両社の連結売上高を合算すると約2400億円と、外食業界4位に浮上する。居酒屋市場が縮小する中、レストラン事業を拡大して生き残りを図る。

居酒屋からレストラン重視へ

コロワイドは株主優待が充実した企業として、個人投資家の間では有名だが、一般にはあまり知られていない。社名は勇気(Courage)、愛(Love)、知恵(Wisdom)、決断(Decision)からとった造語だ。もともとは神奈川県逗子市の個人経営の飲食店で、1994年、現社名に変更した。

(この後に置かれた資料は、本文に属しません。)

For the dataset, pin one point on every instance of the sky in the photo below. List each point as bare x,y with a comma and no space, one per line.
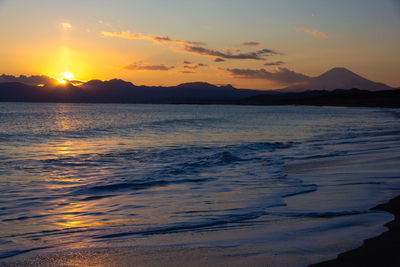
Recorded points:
250,44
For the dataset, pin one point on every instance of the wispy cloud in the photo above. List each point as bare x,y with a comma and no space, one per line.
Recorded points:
219,59
195,47
256,55
154,38
66,26
146,67
275,63
314,32
282,75
250,43
30,80
192,66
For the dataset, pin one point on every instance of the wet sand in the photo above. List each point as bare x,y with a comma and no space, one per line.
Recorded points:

1990年代までは居酒屋が中心だったが、2000年代以降はレストランを積極的に展開。比較的小規模な企業の買収を重ね、2012年に「牛角」「しゃぶしゃぶ温野菜」などを展開するレックス・ホールディングス(現レインズインターナショナル)を買収し、業界にその名をとどろかせた。さらにカッパHDが加わると、売上高はワタミや吉野家HDを上回り、牛丼「すき家」を運営するゼンショーHD、すかいらーく、日本マクドナルドHDに次ぐ規模になる。

コロワイドの戦略の背景にあるのが居酒屋の先細りだ。市場規模で10倍以上大きいレストラン業態の拡大を目指す方針を掲げ、今回の買収で、目標としてきた売上高比率で「レストラン業態6割以上」を達成。焼き肉「牛角」など肉料理の比重が高かったが、回転ずしという魚中心の新たな業態を手に入れることで「食材比率が適切なバランスになり、一層の経営基盤の安定化に資する」と胸を張る。

居酒屋は市場が3割縮小

居酒屋はそんなにひどい状況なのか?数字を見ると、確かに厳しい。食の安全・安心財団によると、「居酒屋・ビヤホール」の2013年の市場規模は1兆96億円と、ピークだった1992年から約3割縮小しているのだ。

バブル崩壊による景気低迷に加え、若者のアルコール離れが響いたというのが理由と言う。また、近年は日高屋や餃子の王将など、料理もアルコールも手軽に楽しめる中華店が台頭。吉野家は手ごろな価格でアルコールとつまみを提供する「吉呑み」を展開して「ちょい飲み」需要を取り込む。スーパーやコンビニエンスストアも、総菜を充実させて「家飲み」需要の確保に躍起−―といった具合だ。

一方、「食」が主体の飲食店の市場規模は12兆8000億円で、1990年代以降ほぼ横ばい。人口減少社会に入り成長市場とはいえないが、居酒屋に比べれば、まだ伸びる余地はある。

コロワイドの野望は、国内だけにとどまらない。今後5年間で、東南アジアを中心に「牛角」「温野菜」など約450店舗を出店する計画だ。国内市場は行き詰まっても、海外に目を向ければ成長の可能性は広がる。日本食や日本式サービスは、海外でも人気が高い。日本よりはるかに成長率が高い新興国需要を取り込みたい考えだ。

ただ、カッパHDは「スシロー」「くら寿司」などとの競争激化に苦しみ、2014年2月期まで2期連続で純損失を計上している。まずはカッパの業績を回復させ、足もとを固めることができるかが問われそうだ。